Başka bir ibretlik hâdise ise târihlerde yer almamış, halk arasında dilden dile anlatılarak yayılmışdır. Târihlerde yer almamasının sebebini hâdiseyi okuyunca anlayacaksınız. Mürşid-i Azîzim Muzaffer Efendi Hazretleri anlatmışlardı :
Hani biliyorsun ya, olmuş hâdisât, Sultan Mahmud-i Evvel yani ona Kambur Mahmud derler târihde, gömmüşler, türbesi Vakıf Hanının karşısında, pâdişah dirilmiş mezarda. Meşhûr. Dirilmiş pâdişah, dirilince türbedar koşmuş saraya haber vermeye. Tabii yerine pâdişah olan, türbedârı içeri bir almışlar, bir daha çıkmamış türbedar, gitmiş o da. Sultan da orada ölmüş içerde. Neden? Çünkü o çıkarsa, yeniden tahta oturması lâzım gelecek. Hiç herif tahtını verir mi ona. Onun için çok para bırakırsan, üzerine büyük taşlar koyarlar, çıkmasın diye, elimizden parayı tekrar alır diye.

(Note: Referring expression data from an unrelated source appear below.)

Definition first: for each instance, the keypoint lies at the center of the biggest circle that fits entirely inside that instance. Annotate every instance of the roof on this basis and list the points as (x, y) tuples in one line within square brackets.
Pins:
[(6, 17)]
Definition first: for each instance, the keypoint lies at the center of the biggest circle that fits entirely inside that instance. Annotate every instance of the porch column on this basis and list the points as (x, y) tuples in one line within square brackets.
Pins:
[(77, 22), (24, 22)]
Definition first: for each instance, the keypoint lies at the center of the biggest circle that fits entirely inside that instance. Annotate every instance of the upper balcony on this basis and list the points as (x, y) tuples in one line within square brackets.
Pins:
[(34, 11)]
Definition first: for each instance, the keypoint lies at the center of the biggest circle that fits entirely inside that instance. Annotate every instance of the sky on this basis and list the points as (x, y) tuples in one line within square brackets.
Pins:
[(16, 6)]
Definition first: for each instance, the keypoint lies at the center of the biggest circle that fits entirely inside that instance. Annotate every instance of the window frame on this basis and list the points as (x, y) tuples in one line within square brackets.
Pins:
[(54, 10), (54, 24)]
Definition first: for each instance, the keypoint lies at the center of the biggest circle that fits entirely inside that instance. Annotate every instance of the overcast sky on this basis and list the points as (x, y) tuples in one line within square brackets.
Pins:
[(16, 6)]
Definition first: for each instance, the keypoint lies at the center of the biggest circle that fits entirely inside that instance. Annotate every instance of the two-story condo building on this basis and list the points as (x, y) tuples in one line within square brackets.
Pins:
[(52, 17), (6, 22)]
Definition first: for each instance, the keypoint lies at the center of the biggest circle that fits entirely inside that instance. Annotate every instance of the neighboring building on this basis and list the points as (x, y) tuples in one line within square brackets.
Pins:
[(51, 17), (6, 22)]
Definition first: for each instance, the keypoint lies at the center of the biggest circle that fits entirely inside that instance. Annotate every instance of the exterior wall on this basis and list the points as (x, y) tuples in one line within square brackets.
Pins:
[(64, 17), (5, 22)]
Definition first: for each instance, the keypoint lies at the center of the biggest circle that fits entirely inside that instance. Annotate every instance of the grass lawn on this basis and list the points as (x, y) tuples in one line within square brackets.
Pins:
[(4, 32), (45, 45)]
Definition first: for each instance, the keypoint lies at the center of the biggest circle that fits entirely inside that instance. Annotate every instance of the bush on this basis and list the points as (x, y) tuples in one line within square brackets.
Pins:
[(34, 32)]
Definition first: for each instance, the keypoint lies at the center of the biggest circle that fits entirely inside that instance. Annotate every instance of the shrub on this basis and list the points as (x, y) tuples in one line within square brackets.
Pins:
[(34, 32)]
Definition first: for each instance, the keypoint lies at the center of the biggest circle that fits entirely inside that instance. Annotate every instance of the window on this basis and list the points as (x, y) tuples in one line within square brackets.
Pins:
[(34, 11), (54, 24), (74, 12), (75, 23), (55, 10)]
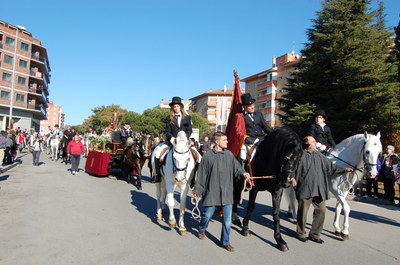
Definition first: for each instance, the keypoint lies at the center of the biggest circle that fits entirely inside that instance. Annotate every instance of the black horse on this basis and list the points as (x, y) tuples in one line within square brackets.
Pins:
[(273, 167), (135, 155)]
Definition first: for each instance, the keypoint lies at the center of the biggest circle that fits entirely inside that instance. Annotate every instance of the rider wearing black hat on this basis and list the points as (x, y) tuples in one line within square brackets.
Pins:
[(321, 132), (256, 126), (178, 120)]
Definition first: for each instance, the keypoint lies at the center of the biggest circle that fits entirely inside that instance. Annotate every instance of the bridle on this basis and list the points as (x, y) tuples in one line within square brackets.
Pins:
[(175, 168), (364, 159)]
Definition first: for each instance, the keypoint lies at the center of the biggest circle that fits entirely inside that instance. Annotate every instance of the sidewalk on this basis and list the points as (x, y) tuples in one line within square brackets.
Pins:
[(17, 162)]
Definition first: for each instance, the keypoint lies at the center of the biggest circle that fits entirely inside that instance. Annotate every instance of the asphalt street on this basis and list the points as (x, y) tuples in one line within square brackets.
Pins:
[(49, 216)]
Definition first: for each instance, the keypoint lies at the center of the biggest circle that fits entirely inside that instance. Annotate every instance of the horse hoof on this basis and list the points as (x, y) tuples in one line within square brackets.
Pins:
[(344, 236), (246, 232), (237, 222)]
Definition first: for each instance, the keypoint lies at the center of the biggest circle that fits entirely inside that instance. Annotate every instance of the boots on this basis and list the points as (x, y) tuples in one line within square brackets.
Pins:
[(157, 168)]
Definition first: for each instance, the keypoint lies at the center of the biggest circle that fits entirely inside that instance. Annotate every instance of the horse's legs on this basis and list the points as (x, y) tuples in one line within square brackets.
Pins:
[(160, 195), (336, 220), (250, 208), (342, 204), (290, 196), (276, 202), (170, 201), (237, 192), (182, 207)]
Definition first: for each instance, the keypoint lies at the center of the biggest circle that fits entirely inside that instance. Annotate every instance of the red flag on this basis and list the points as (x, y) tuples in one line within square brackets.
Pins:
[(236, 128)]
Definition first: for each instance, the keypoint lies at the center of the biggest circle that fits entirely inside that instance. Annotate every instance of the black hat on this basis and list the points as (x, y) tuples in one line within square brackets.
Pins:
[(320, 112), (247, 99), (176, 100)]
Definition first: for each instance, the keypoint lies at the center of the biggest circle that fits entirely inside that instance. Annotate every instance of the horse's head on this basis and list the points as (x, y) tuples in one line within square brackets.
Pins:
[(290, 160), (181, 156), (371, 151), (146, 145)]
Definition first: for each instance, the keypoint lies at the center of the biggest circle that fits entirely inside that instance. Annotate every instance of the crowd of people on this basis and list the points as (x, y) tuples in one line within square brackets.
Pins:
[(219, 168)]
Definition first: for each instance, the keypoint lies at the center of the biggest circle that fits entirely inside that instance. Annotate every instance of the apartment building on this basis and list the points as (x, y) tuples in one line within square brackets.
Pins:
[(215, 106), (54, 116), (268, 86), (24, 78)]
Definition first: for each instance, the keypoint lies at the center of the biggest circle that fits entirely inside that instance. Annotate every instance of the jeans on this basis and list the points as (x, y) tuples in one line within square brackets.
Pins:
[(36, 156), (318, 216), (226, 222), (372, 183)]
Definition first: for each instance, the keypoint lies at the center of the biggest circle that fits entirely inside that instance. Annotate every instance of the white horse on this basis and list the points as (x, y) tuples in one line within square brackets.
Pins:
[(176, 173), (54, 145), (360, 152)]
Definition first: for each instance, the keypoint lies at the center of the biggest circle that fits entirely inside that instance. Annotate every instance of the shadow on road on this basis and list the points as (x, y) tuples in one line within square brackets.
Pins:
[(372, 218), (4, 177)]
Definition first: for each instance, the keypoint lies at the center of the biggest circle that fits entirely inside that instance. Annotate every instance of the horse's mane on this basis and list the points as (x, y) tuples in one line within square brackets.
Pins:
[(349, 140), (273, 148)]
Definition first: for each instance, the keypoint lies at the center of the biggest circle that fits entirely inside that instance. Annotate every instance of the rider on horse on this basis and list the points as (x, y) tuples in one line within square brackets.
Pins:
[(321, 132), (126, 133), (178, 120), (256, 126)]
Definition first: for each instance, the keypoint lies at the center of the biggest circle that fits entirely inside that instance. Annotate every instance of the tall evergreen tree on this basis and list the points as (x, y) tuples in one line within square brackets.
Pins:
[(344, 69)]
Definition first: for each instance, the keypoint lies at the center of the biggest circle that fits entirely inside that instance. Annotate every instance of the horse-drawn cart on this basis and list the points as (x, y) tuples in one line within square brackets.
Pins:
[(104, 155), (111, 158)]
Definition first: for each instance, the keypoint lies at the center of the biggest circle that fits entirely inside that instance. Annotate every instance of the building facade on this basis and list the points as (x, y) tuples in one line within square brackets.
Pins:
[(214, 106), (54, 116), (268, 86), (24, 78)]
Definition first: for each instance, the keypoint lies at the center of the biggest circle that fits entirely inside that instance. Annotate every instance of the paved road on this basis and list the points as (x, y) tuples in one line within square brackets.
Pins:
[(48, 216)]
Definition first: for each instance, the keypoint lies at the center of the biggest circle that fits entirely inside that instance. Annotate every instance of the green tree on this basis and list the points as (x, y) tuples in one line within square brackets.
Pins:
[(102, 117), (201, 123), (344, 70)]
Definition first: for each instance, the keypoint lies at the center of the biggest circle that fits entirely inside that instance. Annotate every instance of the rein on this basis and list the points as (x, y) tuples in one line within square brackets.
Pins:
[(347, 163)]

"Bugün artık taht yok, pâdişah yok, saltanat yok" filan diyenler çıkabilir. Siz tahtı pâdişahlık tahtı diye düşünmeyin. Taht demek makâm demekdir, mevkî demekdir. Şöyle bir bakın etrâfınıza, çalışdığınız yere, yaşadığınız beldeye, ülkeye filan. En küçük bir mevki için ne kavgalar yapılmakda, ne mücâdeleler edilmekde, ne ihânetler edilmekde, ne fesadlar, ne fitneler çıkarılmakda. Hepsinin de sebebi, makâm sevgisidir, dünyâ sevgisidir, başka bir şey değildir.